Bon, also spelled Bön, is a Tibetan religion. It is almost indistinguishable from Tibetan Buddhism in terms of doctrines and rituals, but differs in the religious authority and history it accepts, which has led to its practitioners and scholars considering it to be a distinct religion. Bon people believe that they were the indigenous religion of Tibet before Buddhism received royal sponsorship in the eighth century CE.
The practitioners of Bon faith believe that their religion is eternal, based on the teachings of Tonpa Shenrab who lived long before the Buddha, ruled the lands west of Tibet, and from where it arrived in India, China, Mount Kailash centered kingdom called Zhang Zhung, and there to Tibet. According to Bon belief, the Tibetan people and rulers patronized the Bon religion through the eighth century CE when royal support switched to Buddhism. The Bon people hid their texts, adopted rituals and religious practices of the Tibetan Buddhists, but remembered their history and beliefs as well. According to the Bons, their texts and practices have been a subject of Buddhist polemics and they have been treated as heterodox.

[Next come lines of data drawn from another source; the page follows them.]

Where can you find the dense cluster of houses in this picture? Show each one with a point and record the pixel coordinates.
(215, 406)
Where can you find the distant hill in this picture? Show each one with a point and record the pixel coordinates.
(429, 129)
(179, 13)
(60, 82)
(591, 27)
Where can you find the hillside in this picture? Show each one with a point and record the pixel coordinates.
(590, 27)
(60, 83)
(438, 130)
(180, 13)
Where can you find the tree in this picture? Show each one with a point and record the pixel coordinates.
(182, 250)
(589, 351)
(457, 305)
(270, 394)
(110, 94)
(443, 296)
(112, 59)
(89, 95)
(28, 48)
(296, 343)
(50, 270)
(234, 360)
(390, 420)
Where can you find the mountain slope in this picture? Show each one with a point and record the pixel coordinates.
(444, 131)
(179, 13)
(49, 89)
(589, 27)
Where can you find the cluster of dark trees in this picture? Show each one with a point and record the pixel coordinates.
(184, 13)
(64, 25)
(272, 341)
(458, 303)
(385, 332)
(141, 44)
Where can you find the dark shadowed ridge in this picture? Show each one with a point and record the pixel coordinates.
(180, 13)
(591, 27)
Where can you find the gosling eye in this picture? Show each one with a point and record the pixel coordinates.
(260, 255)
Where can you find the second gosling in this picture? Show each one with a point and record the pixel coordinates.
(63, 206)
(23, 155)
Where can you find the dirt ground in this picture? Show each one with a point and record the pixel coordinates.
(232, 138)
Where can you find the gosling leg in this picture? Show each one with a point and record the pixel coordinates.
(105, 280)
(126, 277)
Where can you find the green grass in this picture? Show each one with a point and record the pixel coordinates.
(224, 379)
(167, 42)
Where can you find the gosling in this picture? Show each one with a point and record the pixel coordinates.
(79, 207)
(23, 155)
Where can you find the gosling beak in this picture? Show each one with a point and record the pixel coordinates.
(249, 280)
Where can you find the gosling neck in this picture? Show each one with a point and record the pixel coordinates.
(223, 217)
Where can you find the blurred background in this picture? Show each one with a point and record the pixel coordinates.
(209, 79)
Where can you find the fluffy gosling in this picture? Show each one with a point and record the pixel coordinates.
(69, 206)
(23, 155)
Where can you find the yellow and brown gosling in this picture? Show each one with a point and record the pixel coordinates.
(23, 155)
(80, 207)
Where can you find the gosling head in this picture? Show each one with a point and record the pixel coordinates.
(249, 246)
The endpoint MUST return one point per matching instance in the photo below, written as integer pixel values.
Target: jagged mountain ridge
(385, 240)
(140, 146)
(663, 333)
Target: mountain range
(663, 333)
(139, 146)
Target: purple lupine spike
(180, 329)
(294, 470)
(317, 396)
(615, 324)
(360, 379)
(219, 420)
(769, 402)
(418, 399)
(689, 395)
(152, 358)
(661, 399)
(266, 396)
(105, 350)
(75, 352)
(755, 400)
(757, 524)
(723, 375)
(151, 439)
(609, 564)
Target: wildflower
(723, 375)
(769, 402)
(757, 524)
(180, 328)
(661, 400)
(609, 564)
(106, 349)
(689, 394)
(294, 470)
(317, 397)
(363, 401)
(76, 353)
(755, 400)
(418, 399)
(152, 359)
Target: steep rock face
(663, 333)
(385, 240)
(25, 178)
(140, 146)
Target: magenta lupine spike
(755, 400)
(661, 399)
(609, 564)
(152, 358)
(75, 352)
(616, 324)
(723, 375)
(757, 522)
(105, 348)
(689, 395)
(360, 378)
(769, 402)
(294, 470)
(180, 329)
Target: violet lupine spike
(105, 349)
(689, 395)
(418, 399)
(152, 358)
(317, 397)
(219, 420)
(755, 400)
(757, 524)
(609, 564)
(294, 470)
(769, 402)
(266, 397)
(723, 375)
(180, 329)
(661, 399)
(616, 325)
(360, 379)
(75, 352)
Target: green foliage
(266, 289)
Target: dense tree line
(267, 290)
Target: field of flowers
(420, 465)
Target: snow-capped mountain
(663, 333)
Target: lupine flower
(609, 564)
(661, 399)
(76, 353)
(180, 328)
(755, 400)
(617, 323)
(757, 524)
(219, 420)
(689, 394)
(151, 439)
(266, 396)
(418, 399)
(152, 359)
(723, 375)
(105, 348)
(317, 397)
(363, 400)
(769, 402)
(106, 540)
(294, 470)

However, according to Sam van Schaik, the Bon tradition likely arose in the eleventh century CE because there is no evidence for any systematic religion in Tibet before the arrival of Buddhism, and it was in the eleventh century CE that Bon tradition formulated its scriptures, mainly from termas and visions by tertöns such as Loden Nyingpo. Though Bon terma contain myths of Bon existing before the introduction of Buddhism in Tibet, “in truth the ‘old religion’ was a new religion.” Some scholars consider Bon as a separate sub-school or religious order within Tibetan Buddhism.